Une barque clandestine dévale de la guérite où s’oubliait à ronronner le douanier de garde sur la cale, barque dans laquelle rame, en redingote très moderne, couronne au chef, un prétendant au trône de France.

Cette prise de Malakoff jaillit de la demeure du garde champêtre.

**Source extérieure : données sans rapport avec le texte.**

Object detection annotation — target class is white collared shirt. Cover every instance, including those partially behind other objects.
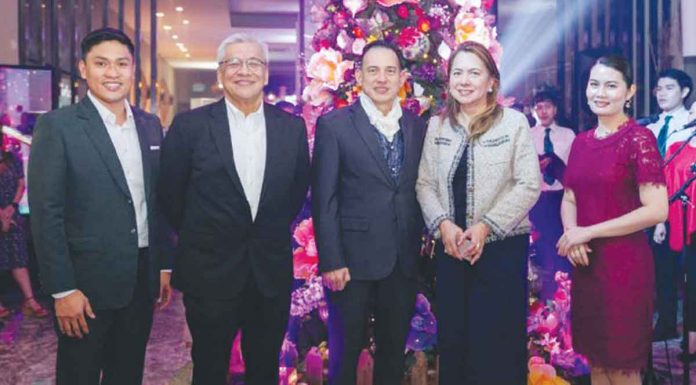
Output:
[532,122,575,191]
[648,105,691,148]
[87,92,149,248]
[225,99,266,220]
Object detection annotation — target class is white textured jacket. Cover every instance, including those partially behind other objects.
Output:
[416,108,541,242]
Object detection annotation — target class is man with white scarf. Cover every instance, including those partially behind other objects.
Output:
[312,41,425,385]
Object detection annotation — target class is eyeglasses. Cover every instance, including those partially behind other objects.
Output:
[218,57,266,73]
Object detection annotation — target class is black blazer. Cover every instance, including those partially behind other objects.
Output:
[312,102,425,280]
[28,98,171,309]
[159,99,309,299]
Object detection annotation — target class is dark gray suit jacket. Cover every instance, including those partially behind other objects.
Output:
[312,102,425,280]
[28,98,171,309]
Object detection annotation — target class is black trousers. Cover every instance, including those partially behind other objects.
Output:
[56,249,153,385]
[184,277,290,385]
[436,235,529,385]
[648,224,680,334]
[326,266,417,385]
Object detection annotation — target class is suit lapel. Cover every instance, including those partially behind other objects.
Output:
[210,98,246,196]
[131,107,152,198]
[350,101,394,185]
[257,105,283,212]
[77,98,130,197]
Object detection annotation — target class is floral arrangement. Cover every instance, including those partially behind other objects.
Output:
[279,0,502,385]
[406,293,437,352]
[527,271,589,378]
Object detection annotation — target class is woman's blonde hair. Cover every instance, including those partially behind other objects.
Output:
[442,41,503,140]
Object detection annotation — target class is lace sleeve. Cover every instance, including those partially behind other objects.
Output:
[630,127,666,185]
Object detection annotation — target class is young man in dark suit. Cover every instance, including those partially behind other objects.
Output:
[312,41,425,385]
[29,28,171,385]
[160,34,309,385]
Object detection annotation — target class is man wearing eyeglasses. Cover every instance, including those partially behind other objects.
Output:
[159,34,309,385]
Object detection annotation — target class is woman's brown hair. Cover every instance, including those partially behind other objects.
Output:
[443,41,503,141]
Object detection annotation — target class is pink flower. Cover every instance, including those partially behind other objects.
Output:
[293,218,317,257]
[302,79,333,107]
[343,0,367,17]
[542,313,558,331]
[292,218,319,279]
[454,11,494,48]
[396,4,408,19]
[450,0,481,10]
[527,357,570,385]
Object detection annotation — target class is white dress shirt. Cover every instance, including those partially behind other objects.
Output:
[648,105,691,148]
[532,122,575,191]
[225,99,266,220]
[53,91,149,299]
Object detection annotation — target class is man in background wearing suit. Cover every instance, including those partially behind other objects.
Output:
[160,34,309,385]
[312,41,425,385]
[29,28,171,385]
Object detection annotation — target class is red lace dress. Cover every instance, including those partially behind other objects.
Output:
[565,120,665,370]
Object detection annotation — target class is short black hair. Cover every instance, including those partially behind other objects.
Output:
[532,85,559,108]
[657,68,694,100]
[595,55,633,87]
[359,40,404,70]
[80,27,135,60]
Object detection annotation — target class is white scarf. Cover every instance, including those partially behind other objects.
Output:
[360,92,403,143]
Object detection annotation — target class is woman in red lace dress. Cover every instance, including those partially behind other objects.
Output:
[558,56,667,385]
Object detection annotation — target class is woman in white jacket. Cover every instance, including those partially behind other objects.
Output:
[416,42,540,385]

D’où débagoulent ces barriques de vin et ces dames-jeannes d’alcool ? Eh pardi ! de la crèche où le vieil ivrogne cuve son salaire !

 

— « Cocorico ! »

 

Défilent encore, pêle-mêle d’un carnaval unique, des orgies de fleurs, un pensionnat de poupées, des nids d’oiseaux, des singes, des négrillons, des pyramides de blé, des collines de beurre, des trésors découverts, une grosse caisse et des tambours, des premières communions, des tirages au sort, une troupe de saltimbanques, une douzaine d’oncles d’Amérique, plusieurs châteaux en Espagne, des grottes merveilleuses, un sabbat de squelettes, des escouades de phallus, un navire attaqué par des corsaires, des pages d’histoire, une danse d’anthropophages, des pêches miraculeuses, des mers de glace, des colères de Vésuve, une collision de locomotives, des voyages aériens et sous-marins, un paradis terrestre, un déluge universel, le Juif errant, deux fins-du-monde et trois jugements derniers.

 

— « Cocorico ! »

 

Toute cette folle foire bariolée de la Chimère se hâte en tableaux de lanterne magique sur le linge étendu par l’aube et peu à peu se fond sous l’altière étoile du matin.

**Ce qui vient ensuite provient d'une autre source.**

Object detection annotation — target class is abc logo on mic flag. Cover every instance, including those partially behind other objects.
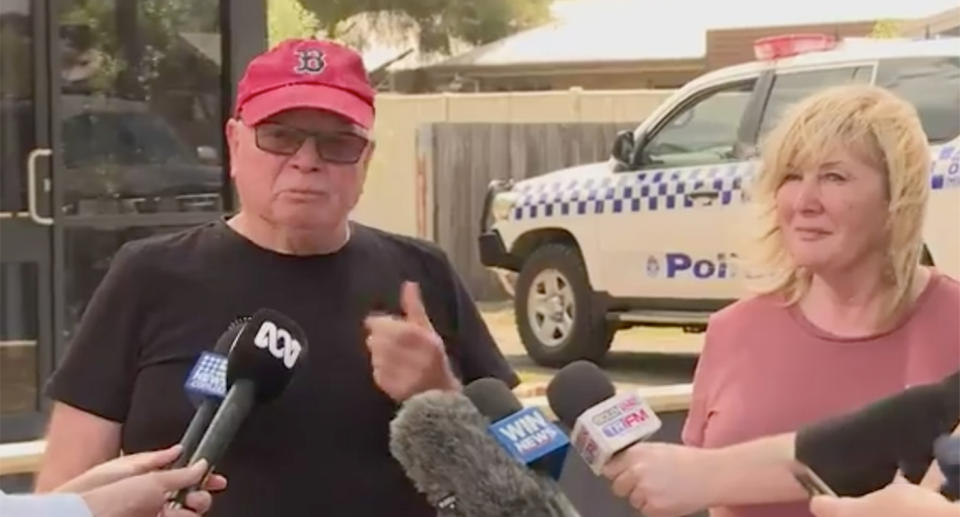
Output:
[571,393,662,475]
[489,407,570,479]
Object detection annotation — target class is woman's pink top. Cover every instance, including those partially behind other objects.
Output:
[683,271,960,517]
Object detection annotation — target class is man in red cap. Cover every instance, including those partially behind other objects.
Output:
[37,40,518,517]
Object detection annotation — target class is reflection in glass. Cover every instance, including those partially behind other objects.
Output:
[0,0,36,212]
[64,226,195,339]
[60,0,223,215]
[0,263,39,415]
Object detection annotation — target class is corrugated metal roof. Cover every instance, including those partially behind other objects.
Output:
[433,0,955,68]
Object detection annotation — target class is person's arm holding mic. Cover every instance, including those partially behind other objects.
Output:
[810,479,960,517]
[603,373,960,517]
[0,445,226,517]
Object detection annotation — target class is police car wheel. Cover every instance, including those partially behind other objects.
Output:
[514,244,614,366]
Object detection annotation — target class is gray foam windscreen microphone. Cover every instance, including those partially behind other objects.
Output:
[390,390,555,517]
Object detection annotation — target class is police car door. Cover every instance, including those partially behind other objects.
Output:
[598,72,760,302]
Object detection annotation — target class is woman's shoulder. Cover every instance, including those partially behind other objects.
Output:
[930,269,960,302]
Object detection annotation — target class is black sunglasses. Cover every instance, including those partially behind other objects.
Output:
[254,122,370,164]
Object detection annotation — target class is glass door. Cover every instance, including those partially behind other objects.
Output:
[0,0,53,442]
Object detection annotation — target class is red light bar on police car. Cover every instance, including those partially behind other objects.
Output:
[753,34,837,60]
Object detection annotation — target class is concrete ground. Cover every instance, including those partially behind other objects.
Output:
[480,302,703,395]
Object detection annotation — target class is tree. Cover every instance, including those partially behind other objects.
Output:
[267,0,320,47]
[300,0,552,53]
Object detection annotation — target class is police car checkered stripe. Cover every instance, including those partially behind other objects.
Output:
[930,146,960,190]
[510,146,960,220]
[511,163,754,219]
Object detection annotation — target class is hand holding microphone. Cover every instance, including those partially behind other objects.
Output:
[365,282,460,402]
[172,309,307,507]
[810,478,960,517]
[603,443,717,517]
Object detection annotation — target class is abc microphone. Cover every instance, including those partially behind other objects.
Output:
[170,318,246,469]
[547,361,662,475]
[174,309,307,506]
[390,390,557,517]
[463,377,580,516]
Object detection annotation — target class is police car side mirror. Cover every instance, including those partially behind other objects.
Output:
[610,130,635,170]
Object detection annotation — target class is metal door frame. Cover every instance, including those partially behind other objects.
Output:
[0,0,55,442]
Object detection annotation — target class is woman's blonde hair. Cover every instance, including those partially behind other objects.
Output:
[751,85,931,322]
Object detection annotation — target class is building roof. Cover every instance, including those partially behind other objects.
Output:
[428,0,955,69]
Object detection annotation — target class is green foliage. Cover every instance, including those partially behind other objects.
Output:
[267,0,320,47]
[300,0,552,52]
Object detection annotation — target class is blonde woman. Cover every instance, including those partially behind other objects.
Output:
[683,85,960,517]
[605,85,960,517]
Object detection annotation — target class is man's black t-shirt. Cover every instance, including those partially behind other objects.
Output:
[48,220,517,517]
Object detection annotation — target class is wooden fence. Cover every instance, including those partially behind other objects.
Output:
[417,123,636,301]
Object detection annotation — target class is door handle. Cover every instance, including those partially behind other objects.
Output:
[27,149,53,226]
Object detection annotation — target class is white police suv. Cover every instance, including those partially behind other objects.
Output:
[479,35,960,366]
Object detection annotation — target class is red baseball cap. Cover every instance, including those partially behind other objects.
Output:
[234,39,375,129]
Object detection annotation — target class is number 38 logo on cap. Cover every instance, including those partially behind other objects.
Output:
[253,321,303,369]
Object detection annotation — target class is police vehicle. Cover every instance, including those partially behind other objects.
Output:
[479,34,960,366]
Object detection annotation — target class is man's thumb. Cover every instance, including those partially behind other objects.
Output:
[153,460,207,491]
[400,282,433,330]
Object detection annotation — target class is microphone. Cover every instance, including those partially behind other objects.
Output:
[794,372,960,496]
[170,318,248,469]
[390,390,556,517]
[463,377,580,516]
[547,361,662,475]
[463,377,570,480]
[174,309,307,506]
[933,436,960,501]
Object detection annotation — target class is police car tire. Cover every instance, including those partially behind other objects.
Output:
[514,244,616,367]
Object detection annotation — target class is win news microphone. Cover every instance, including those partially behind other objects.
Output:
[390,390,556,517]
[547,361,662,475]
[168,309,307,506]
[169,319,246,469]
[463,377,580,517]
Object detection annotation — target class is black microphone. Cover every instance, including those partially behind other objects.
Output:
[390,390,557,517]
[547,361,662,475]
[174,309,307,506]
[169,318,249,469]
[795,372,960,496]
[933,436,960,501]
[463,377,579,516]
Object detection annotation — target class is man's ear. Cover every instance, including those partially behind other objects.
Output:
[363,140,377,171]
[224,118,242,178]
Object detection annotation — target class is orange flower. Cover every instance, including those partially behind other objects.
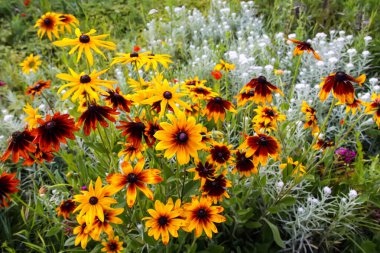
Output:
[288,39,321,61]
[106,158,162,208]
[319,71,366,104]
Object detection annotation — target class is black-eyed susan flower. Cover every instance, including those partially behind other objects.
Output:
[57,68,117,102]
[319,71,366,104]
[240,76,284,104]
[335,98,363,115]
[101,235,124,253]
[55,199,77,219]
[74,177,117,225]
[288,39,321,61]
[92,208,124,240]
[59,14,79,33]
[0,171,20,207]
[107,158,162,208]
[201,170,232,203]
[116,117,146,145]
[141,79,190,118]
[205,97,236,123]
[183,197,226,238]
[154,112,204,165]
[252,106,286,125]
[144,53,173,71]
[77,103,119,135]
[111,52,150,70]
[232,151,258,177]
[22,144,54,166]
[143,198,185,245]
[278,157,306,177]
[206,141,235,169]
[23,104,42,130]
[20,54,42,75]
[364,94,380,128]
[214,59,235,72]
[73,215,92,249]
[187,161,216,187]
[25,80,51,98]
[236,90,255,106]
[53,28,116,66]
[103,87,132,112]
[1,129,37,163]
[301,101,319,134]
[118,143,144,161]
[34,12,64,40]
[32,112,79,152]
[239,133,281,166]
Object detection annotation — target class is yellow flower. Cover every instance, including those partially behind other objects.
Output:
[74,177,117,225]
[154,112,204,165]
[34,12,64,40]
[141,79,190,118]
[279,157,306,177]
[57,68,117,102]
[59,14,79,33]
[364,94,380,128]
[101,236,124,253]
[20,54,42,75]
[23,104,42,129]
[214,59,235,72]
[183,197,226,238]
[53,28,116,66]
[143,198,185,245]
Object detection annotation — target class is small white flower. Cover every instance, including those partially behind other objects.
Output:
[348,190,358,199]
[362,50,371,57]
[297,207,305,213]
[148,9,158,15]
[347,48,356,56]
[323,186,331,196]
[276,181,284,189]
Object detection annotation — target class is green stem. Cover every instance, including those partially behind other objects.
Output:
[289,55,302,101]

Dès lors les tons de la palette fantastique du sommeil retournent s’éparpiller à travers la Nature, qui derechef les absorbe et se les approprie. « Rien ne se perd, rien ne se crée. » La nuit, les couleurs de la vie s’effacent aux fins de s’utiliser aux abstractions du rêve ; le jour arrivé, elles reprennent leur office dans l’ordre des réalités, et le rouge de ces flammes infernales se restitue aux coquelicots, de même que les soies changeantes de cette cour impériale se travestissent en un pan de l’aurore qui jaillit, l’orgie de la métaphysique se réglementant dans les cadres et les classifications de la physique.

 

La cloche du réveil angélise l’espace.

 

Le village s’étire, bâille, surgit, s’habille et tend la main, qui vers l’aiguille, qui vers le fuseau, qui vers le battoir, qui vers la houlette, qui vers la férule, qui vers le calice, qui vers la bouteille, qui vers le pis de vache, qui vers la corde du puits, qui vers la pioche, qui vers la charrue, qui vers l’aviron, qui vers le gouvernail, qui vers l’aumône, qui vers le bâton de pèlerin, qui vers l’ombre suprême.

 

Alors, du soleil plein le carrefour, je descends m’asseoir sur la borne où ne put s’asseoir le Juif errant, et je cueille un bleuet qui fut peut-être l’œil joli de la blonde princesse à la robe de perles qui passa tout à l’heure en une apothéose de sourires.